Huw A. Ogilvie, Joseph Heled, Dong Xie, Alexei J. Drummond
(Submitted on 22 Jun 2015)
Under the multispecies coalescent model of molecular evolution gene trees evolve within a species tree, and follow predicted distributions of topologies and coalescent times. In comparison, supermatrix concatenation methods assume that gene trees share a common history and equate gene coalescence with species divergence. The multispecies coalescent is supported by previous studies which found that its predicted distributions fit empirical data, and that concatenation is not a consistent estimator of the species tree. *BEAST, a fully Bayesian implementation of the multispecies coalescent, is popular but computationally intensive, so the advent of large phylogenomic data sets is both a computational challenge and an opportunity for better systematics. Using simulation studies, we characterise the scaling behaviour of *BEAST, and enable quantitative prediction of the impact increasing the number of loci has on both computational performance and statistical accuracy.

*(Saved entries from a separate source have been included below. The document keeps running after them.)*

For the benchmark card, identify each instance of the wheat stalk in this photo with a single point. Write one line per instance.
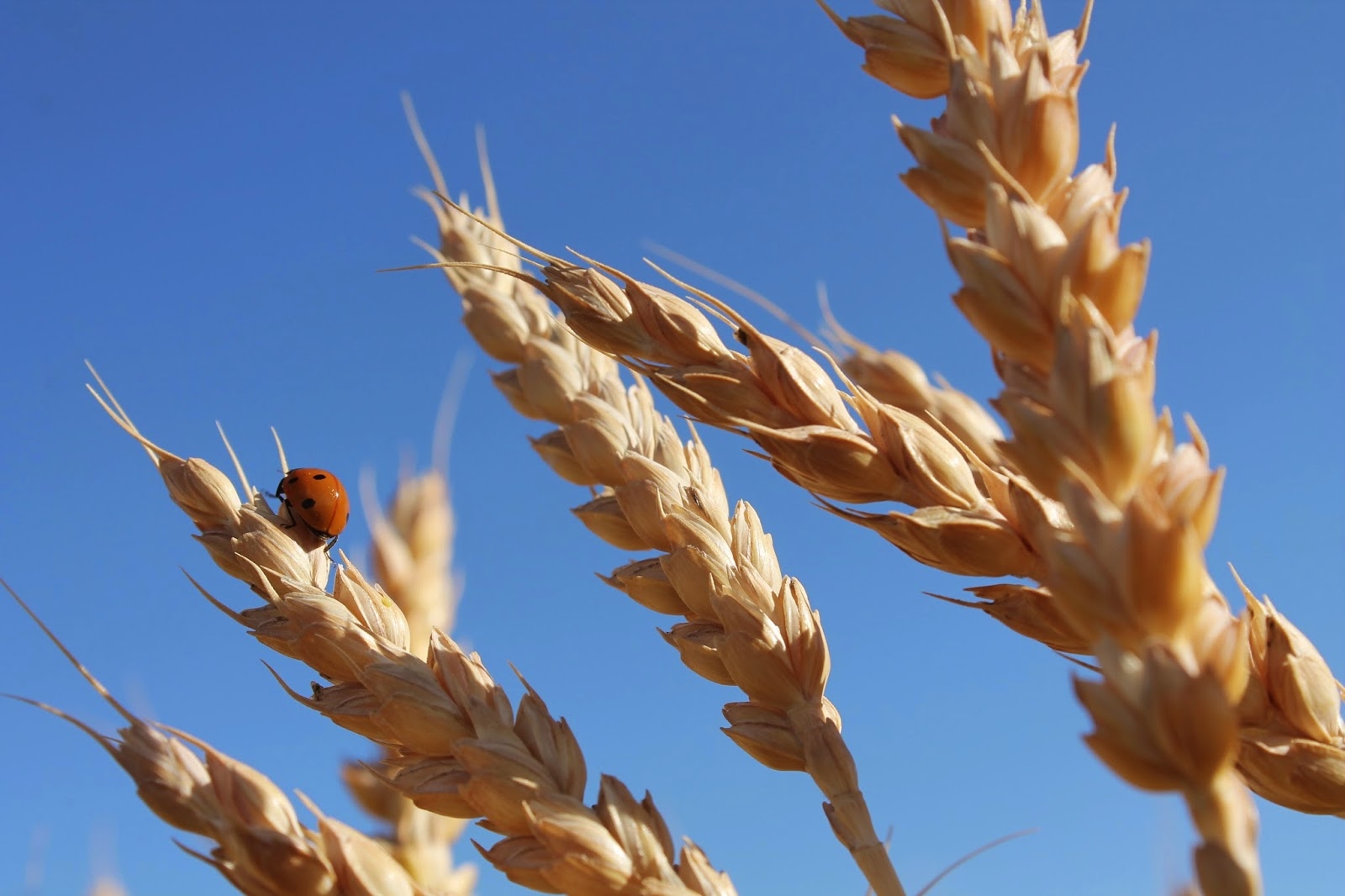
(260, 845)
(1093, 495)
(746, 623)
(462, 748)
(410, 553)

Follow up simulations over a wide range of parameters show that the statistical performance of *BEAST relative to concatenation improves both as branch length is reduced and as the number of loci is increased. Finally, using simulations based on estimated parameters from two phylogenomic data sets, we compare the performance of a range of species tree and concatenation methods to show that using *BEAST with a small subset of loci can be preferable to using concatenation with thousands of loci. Our results provide insight into the practicalities of Bayesian species tree estimation, the number of genes required to obtain a given level of accuracy and the situations in which supermatrix or summary methods will be outperformed by the fully Bayesian multispecies coalescent.